I knew the fundamental idea behind BitTorrent, the file-distribution system – that after some initial seeding every BitTorrent client provides uploads as well as downloads and so you can distribute much more data more quickly without ridiculously heavy loads on one server.
But I’ve just been reading Bram Cohen’s paper and so have a bit more of a grasp of the behind-the-scenes operation, which is really quite clever. Here’s a very simplistic overview:
Files are distributed by creating a .torrent file and putting it on a web server. The .torrent file includes information about the file, its name, length, checksums and so on, and also the URL of a tracker. This is a very simple server which knows abut the machines currently downloading the file (henceforth known as peers). When your client starts downloading a file, it connects to the tracker, gets added to the list, and receives back a random selection of other peers also downloading the file. It can then go off and talk to those peers.
Files are downloaded in pieces, each typically a quarter of a megabyte in size. Your client connects to several peers and finds out from them which pieces of the file they each currently have. It can then start downloading different pieces from different peers; it doesn’t have to get the pieces of the file in order. Whenever you have a complete piece, it’s added to the list of pieces you can make available to others. Often the traffic will be two-way: you’ll be downloading one piece from a peer while uploading a different piece to them.

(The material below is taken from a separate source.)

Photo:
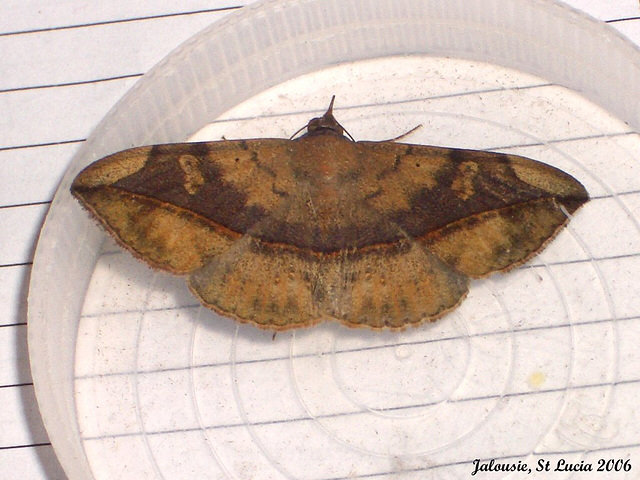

The overall amount of data downloaded across the system must equal the overall data uploaded – every download has to come from somewhere! So, as a very rough approximation, you can download data as fast as you make it available for upload. This isn’t quite the case, because people often leave their clients running for some time after the download has finished, either because they’re good citizens or because they’re off having a cup of coffee. Others can therefore get more download capacity. Also at particular times, you’ll see the speed of your downloads or uploads fluctuate for a few minutes, though it roughly balances out over time.
A disadvantage of the system as a whole is that if, like many of us, you have a much faster downstream connection than upstream, your bittorrent download is likely to happen at something closer to your slower upstream speed. The advantage, though, is that if the file you’re downloading is at all popular, you’re likely to get it in a much more reliable way than a regular web download, you won’t be limited by the capacity of the originator’s server link, and they won’t end up paying a fortune in bandwidth charges.
There are lots of clever bits which I haven’t touched on here. For example, if you’re connected to several peers, how does your client decide which piece of the file to download next? Answer: it normally downloads the rarest one, the one which fewest of the others have, thus helping to redress the balance. Cute, eh? There’s also stuff related to starting up, to finishing, to finding new peers etc, but for more details have a look at the paper linked to above. All in all, a very nice system.